JP2639419B2 - Auger ice machine - Google Patents

Description

The present invention relates to an auger type ice making machine, and more particularly to an auger-type ice making machine which is improved so as to reliably produce ice pieces having desired hardness and size.

(B) Conventional technology Conventionally, in this type of ice making machine, in a cooling cylinder, ice shaved by an auger is compressed by a plurality of ice compression passages provided at an upper portion thereof to form ice pieces. I have. A specific conventional example is disclosed in Japanese Utility Model Laid-Open No. 54-134954. According to the publication, a spiral blade is provided inside the cooling cylinder 10.
A pressing head 30 having a rotating shaft 18 (that is, an ice-breaking auger) provided with 16 and having a compression passage 32 formed at the upper end of the cooling cylinder 10 for compressing the ice-cut pieces guided by the spiral blade 16 is formed.
In the auger-type ice making machine equipped with, the compression passage 32 is formed by alternately arranged thick and thin projections 34a, 34b, and the lower end of each projection 34a, 34b has a tapered blade 3.
6,38.

FIG. 4 is an external view showing the configuration of the conventional pressing head, and FIG. 5 is an explanatory view showing a pattern of ice compression performed by the pressing head. The pressing head has a function of rotatably supporting the upper part of the rotary shaft of the helical blade. Therefore, in the present specification, the pressing head will be referred to as an upper bearing and the helical blade will be referred to as an ice shaving auger. First, first projecting pieces 2 are provided at equal intervals on the peripheral surface of the upper bearing 1 in FIG. A plurality of ice passages 3, 3,... Are formed between the projection pieces 2 therebetween. The protruding piece 2 is relatively thick and has a tapered blade 4 at the lower portion. Therefore, this first projection piece
The first and second tapered blade surfaces 4A, 4A opposing each other are the first.
Is formed. On the other hand, this first projection piece
The second protruding pieces 6, 6,... Protrude in the middle of the ice passage 3 where the straight surfaces 4B, 4B of 2, 2,. Second
The projection piece 6 is thinner and shorter than the first projection piece 2. Moreover, the lower portion also has tapered blades 7, 7,.... Therefore, a part of the straight surfaces 4B, 4B of the first protrusions 2, 2,... And the second protrusions 6, 6,.
The second ice compressing section 8,
8 (see FIG. 5) is formed, and the tip of the ice passage 3 is divided into two portions so as to form an ice shaping passage in which the straight surfaces 4B and 7B of the projecting pieces 2 and 6 face each other. Reference numeral 10 denotes a fixing screw mounting hole for fixing the upper bearing 1 to the cooling cylinder, which is formed in the thick first protrusion 2.

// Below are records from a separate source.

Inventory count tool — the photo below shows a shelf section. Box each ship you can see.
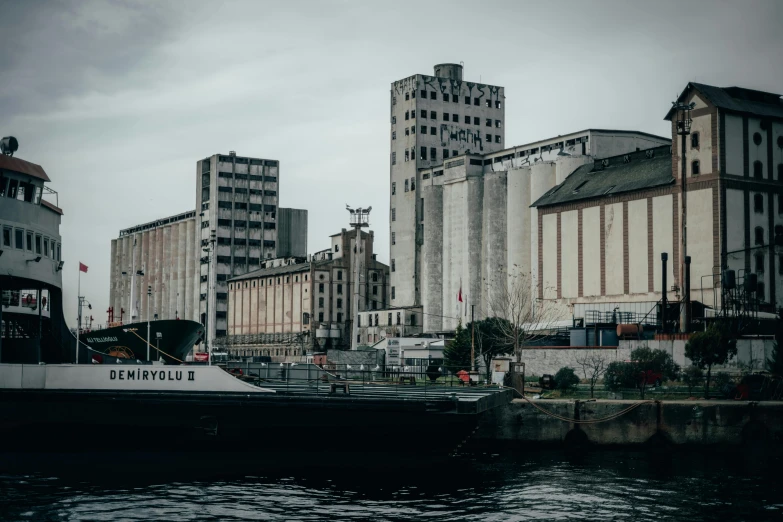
[79,319,204,364]
[0,136,204,364]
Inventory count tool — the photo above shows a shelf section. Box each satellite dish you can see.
[0,136,19,156]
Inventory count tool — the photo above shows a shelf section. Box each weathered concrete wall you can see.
[474,399,783,446]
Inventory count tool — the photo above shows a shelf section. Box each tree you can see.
[682,364,704,396]
[575,352,608,398]
[685,322,737,399]
[465,317,514,381]
[555,366,579,391]
[487,272,555,378]
[631,346,680,399]
[443,321,472,373]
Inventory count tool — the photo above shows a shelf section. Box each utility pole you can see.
[345,205,372,350]
[470,305,476,372]
[147,285,152,362]
[672,101,696,333]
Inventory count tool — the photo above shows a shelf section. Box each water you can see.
[0,451,783,522]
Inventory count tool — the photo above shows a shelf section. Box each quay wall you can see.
[474,399,783,448]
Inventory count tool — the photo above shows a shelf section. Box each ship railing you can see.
[220,360,510,399]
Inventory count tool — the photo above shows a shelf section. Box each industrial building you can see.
[224,229,389,357]
[109,152,307,342]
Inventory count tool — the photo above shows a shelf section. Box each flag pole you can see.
[75,263,82,364]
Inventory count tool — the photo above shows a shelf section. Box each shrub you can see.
[682,364,704,395]
[555,366,579,391]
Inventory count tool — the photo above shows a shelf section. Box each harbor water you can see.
[0,450,783,522]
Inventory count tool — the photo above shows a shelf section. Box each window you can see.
[753,194,764,214]
[753,227,764,246]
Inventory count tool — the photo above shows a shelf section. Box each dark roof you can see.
[41,199,63,216]
[530,145,674,207]
[664,82,783,120]
[229,263,311,281]
[0,154,51,181]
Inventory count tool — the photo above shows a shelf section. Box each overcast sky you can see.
[0,0,783,323]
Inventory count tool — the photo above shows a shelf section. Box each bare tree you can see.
[575,353,608,398]
[488,273,556,385]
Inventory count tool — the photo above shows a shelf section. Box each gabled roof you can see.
[530,145,674,207]
[664,82,783,120]
[0,154,51,181]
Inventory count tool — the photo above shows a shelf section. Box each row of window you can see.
[392,89,502,109]
[3,227,61,261]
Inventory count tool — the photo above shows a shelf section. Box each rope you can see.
[128,329,185,364]
[502,386,655,424]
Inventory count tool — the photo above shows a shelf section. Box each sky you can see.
[0,0,783,324]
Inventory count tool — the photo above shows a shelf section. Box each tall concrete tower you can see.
[389,63,506,312]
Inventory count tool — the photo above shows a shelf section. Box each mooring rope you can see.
[502,386,655,424]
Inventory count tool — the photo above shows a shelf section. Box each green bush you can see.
[555,366,579,391]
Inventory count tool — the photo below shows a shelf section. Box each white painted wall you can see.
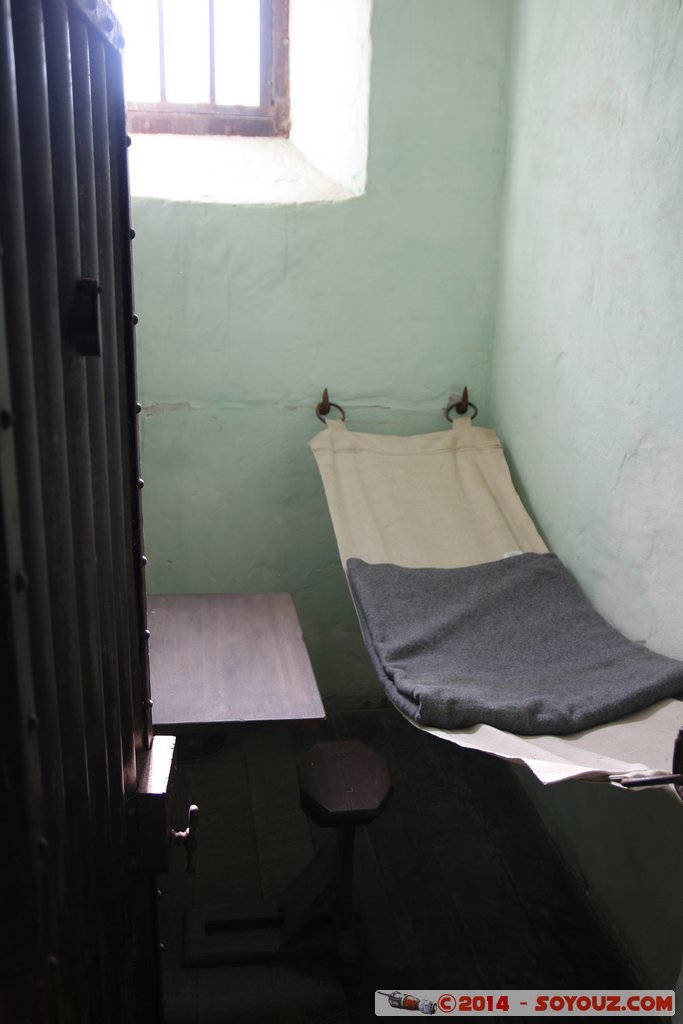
[493,0,683,987]
[290,0,372,196]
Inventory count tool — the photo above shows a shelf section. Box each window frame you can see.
[122,0,290,138]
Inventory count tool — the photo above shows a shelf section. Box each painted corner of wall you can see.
[290,0,373,196]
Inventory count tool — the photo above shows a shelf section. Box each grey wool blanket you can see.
[347,554,683,735]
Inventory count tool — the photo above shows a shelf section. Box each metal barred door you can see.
[0,0,161,1024]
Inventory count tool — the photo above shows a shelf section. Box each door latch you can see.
[169,804,200,874]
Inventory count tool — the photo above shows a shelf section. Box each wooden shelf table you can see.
[147,594,325,735]
[147,594,334,966]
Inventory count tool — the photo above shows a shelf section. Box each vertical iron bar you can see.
[8,0,101,1022]
[69,17,126,1021]
[0,216,48,1021]
[89,32,140,1020]
[259,0,272,114]
[106,41,153,753]
[157,0,166,103]
[209,0,216,104]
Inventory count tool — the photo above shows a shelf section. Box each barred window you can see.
[113,0,290,137]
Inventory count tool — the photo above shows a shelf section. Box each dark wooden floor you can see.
[160,709,639,1024]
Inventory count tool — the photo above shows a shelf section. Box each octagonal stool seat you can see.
[281,739,391,959]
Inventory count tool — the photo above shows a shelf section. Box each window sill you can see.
[128,135,360,206]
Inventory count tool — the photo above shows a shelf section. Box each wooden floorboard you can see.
[159,709,639,1024]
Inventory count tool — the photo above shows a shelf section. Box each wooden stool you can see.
[183,740,391,966]
[280,739,391,959]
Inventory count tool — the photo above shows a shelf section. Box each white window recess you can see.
[124,0,372,205]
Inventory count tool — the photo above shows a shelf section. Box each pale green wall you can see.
[493,0,683,987]
[133,0,510,699]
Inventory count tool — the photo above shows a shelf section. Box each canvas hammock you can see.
[310,418,683,783]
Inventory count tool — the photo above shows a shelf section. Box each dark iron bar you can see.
[70,18,124,1021]
[90,28,135,816]
[0,0,163,1024]
[209,0,216,105]
[157,0,166,103]
[12,0,102,1020]
[105,39,152,753]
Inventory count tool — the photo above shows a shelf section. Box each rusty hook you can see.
[315,388,346,423]
[445,387,479,423]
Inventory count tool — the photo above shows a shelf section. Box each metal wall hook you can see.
[315,388,346,423]
[445,387,479,423]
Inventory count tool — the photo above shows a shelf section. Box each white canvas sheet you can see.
[310,419,683,792]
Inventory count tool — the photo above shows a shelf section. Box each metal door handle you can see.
[169,804,200,874]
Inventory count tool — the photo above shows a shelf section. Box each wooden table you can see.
[147,594,325,735]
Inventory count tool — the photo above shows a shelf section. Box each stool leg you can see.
[334,825,362,963]
[336,825,355,931]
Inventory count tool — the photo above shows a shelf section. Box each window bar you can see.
[157,0,166,103]
[259,0,273,112]
[209,0,216,106]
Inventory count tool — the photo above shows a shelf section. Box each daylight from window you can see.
[114,0,260,106]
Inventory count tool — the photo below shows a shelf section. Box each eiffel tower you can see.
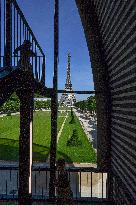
[60,53,76,107]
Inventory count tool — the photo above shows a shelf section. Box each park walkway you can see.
[73,109,97,151]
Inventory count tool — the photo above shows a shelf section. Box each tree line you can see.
[0,93,51,113]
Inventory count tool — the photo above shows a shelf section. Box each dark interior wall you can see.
[76,0,110,171]
[76,0,136,203]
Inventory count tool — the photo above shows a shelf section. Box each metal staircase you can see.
[0,0,113,205]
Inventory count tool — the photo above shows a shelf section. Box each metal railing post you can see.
[49,0,59,201]
[5,0,12,68]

By the way, due to the above-mentioned prior art (Japanese Utility Model Application Laid-Open No. 54-134954) and the structure of the upper bearing 1 shown in FIG. 4, the ice is compressed twice to obtain relatively hard ice. The reason will be described with reference to FIG. That is, the ice shavings moved in the cooling cylinder by the ice shaving auger are first divided at the cutting edges of the tapered blades 4 of the first projecting pieces 2, 2,. It enters the compression parts 5,5… and the tapered blades 4,4…
The first ice compression is performed along the blade surfaces 4A, 4A. The ice mass rising while being compressed is then divided by the cutting edge of the second protruding piece 6 to have a predetermined size, and each of the divided ice masses enters the ice shaping passage thereabove. That is, this second
The projections 6 also serve to cut ice pieces which are initially compressed into two pieces. The entry of the separated ice block is performed along the blade surface 7A of the tapered blade portion 7 of the second projection piece 6, 6,..., And this portion, that is, the second ice compression portion 8, 8
Then, the second compression of ice pieces is performed. In this way, as the ice compression is gradually performed and further proceeds, the separated ice blocks are subjected to a shaping process at the opposing straight surfaces 4B and 7B thereon, cut by the azide data provided at the upper portion, and are cut to an appropriate size. And stored in an ice storage.

That is, the first compression is the area indicated by the diagonally downward slash, while the second compression is the area indicated by the diagonally downward slash,
In the region where the two intersect, the first and second compressions are proceeding simultaneously. In any case, double ice compression is performed in the conventional structure.

(C) Problems to be Solved by the Invention However, in the conventional device described in the above-mentioned publication, the second projecting piece that divides the ice piece into a predetermined size is an ice piece compressing passage composed of the first projecting pieces. , Ice pieces are compressed twice as described above, and the resulting ice pieces become harder than normal flake ice. Therefore, when slightly soft flake ice of a predetermined size is desired, it cannot be provided. Further, since the ice compression is performed twice, the resistance received from the ice compression passage is increased, and smooth ice production is hindered, and the amount of ice produced per day is reduced, which is not suitable for mass production.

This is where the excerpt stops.